Investigators allege the grisly crime scene was staged to look like a burglary, according to WINK.
Using rental car GPS records, detectives say they were able to track the movements of the two men charged in the case -- Wright and Rodgers -- near the time of the murder. According to the station, on June 27, Wright drove from his home in Missouri and picked up Rodgers -- about a half an hour away, also in Missouri -- and the two drove to the Bonita Springs home, more than 1,000 miles away.
They say Teresa Seivers was still away at a family gathering in Connecticut. The two were reportedly seen on camera at a local WalMart buying items including flushable wet wipes, 30 gallon trash bags, a lock pick set, black shoes, water shoes and black towels, the documents said.
The evening of June 28, according to the documents, Mark Sievers called Teresa Seivers' mother, Bonnie -- who was at the Bonita Springs home caring for the family pets while her daughter was away -- and asked her to leave the house alarm de-activated because his wife was expected to arrive later that night.

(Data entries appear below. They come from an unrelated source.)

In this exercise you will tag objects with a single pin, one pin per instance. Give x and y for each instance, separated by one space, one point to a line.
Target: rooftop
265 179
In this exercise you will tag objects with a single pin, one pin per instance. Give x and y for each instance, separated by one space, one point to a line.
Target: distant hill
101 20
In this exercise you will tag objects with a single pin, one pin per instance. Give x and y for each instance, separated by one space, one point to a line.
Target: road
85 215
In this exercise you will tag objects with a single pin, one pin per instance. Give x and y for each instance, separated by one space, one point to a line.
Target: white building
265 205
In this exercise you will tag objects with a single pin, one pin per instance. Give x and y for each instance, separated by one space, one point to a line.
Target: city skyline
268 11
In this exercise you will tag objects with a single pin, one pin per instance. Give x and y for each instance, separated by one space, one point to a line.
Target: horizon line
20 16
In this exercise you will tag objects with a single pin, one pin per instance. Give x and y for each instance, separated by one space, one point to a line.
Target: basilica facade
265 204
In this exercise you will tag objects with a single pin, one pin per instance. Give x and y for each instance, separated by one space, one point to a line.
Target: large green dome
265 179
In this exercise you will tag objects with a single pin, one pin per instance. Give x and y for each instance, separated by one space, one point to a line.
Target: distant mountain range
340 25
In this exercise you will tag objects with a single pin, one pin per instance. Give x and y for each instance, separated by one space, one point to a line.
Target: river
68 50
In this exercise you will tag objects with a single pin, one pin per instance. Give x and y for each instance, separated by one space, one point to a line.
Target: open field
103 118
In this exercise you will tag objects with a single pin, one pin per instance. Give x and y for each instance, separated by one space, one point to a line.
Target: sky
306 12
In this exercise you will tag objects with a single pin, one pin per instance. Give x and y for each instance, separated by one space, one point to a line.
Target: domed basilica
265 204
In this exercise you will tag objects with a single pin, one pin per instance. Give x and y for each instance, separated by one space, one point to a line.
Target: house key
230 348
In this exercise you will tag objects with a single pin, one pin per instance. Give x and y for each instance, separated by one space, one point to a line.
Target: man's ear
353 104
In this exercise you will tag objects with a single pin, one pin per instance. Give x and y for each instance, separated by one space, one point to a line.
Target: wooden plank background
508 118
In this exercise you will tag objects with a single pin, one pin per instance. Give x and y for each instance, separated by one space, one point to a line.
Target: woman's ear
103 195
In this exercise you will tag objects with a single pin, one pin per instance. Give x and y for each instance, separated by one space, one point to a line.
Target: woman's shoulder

Detectives believe Sievers was murdered after she returned home. Neighbors heard screams coming from the home between 2 a.m. and 4 a.m., reports the station. A family friend discovered her body that day.
After the murder, detectives say Wright and Rodgers returned to Missouri, reports the station -- but Wright later returned to attend Teresa Sievers' funeral.
Investigators say they spoke to Rodgers' girlfriend, who said Rodgers told her Wright was hired to kill Teresa Sievers for insurance money, and that Wright was to pay Rodgers $10,000 to help.
"This murder was committed in expectation of Wright getting paid an undisclosed amount of money from Mark Sievers and then in turn, he was to pay Rodgers $10,000 for his involvement," detectives reportedly said in court documents.
The girlfriend said that when she spoke to Rodgers about the murder, she wondered aloud if the woman had been shot to death. According to the court documents, she said Rodgers laughed, and said no, that he had "killed her with a hammer."
Investigators said they found evidence of Wright and Mark Sievers having been in contact using "burner" phones, disposable cell phones, since May.
Investigators believe the killing may be related to the couple's financial problems, reports the station. The IRS filed a federal tax lien against the two after they failed to pay more than $32,000 in income taxes in 2013, the documents said. According to the station, Mark Sievers told detectives the couple often lived month to month and didn't have a lot of financial stability.
Mark Sievers allegedly told detectives the couple both had affairs outside of their marriage and had experimented with "swinging" with other couples, but said he didn't believe any of his wife's other partners would harm her.
Five neighbors reportedly told police they heard the couple arguing. Mark Sievers reportedly told detectives that he was considering divorcing his wife, and a family friend told authorities Teresa Sievers was thinking about divorcing her husband.
Rodgers is serving six months in federal prison for a probation violation in an unrelated gun case. Wright was arrested in August in Missouri and has since been extradited to Florida.